What I did was first determine how many total groups I need.
The FCC lessons introduced the Math.floor() function that rounds down to the nearest whole number.
Common sense would dictate that hopefully the developers created an equivalent function that rounds up.
So I searched for Javascript Math Object functions
And found: Math.ceil().

Once I have the total # of groups needed, then I implemented a nested for loop. First looping through the total number of groups to create, and then looping through each group creating the arrays with the passed parameter number of items in each array.

Instead of using the hinted push() function, I used shift() instead to build the arrays from the beginning. The 2nd nested loop will end when the last element of the original array has been removed.

Note that nested for loops are perhaps not ideal best practice for performance.
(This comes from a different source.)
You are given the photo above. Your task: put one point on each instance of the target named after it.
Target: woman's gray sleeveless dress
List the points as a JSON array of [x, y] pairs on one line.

But that was just the easiest way for me to get through the exercise.

function chunkArrayInGroups(arr, size) {
  var result = [];
  var groups = Math.ceil(arr.length/size);
  
  for (var g=0; g<groups; g++) {
    var tArr = [];
    
  	for (var i=0; i<size; i++) {
      if (arr.length > 0) {
	      tArr[i] = arr.shift();
      }
  	}
    result[g] = tArr;
  }
  return result;
}

Also, if it’s not quite clear, the nested loop builds the internal array elements based on the size and once that’s built, then it gets added to the final array as a single item.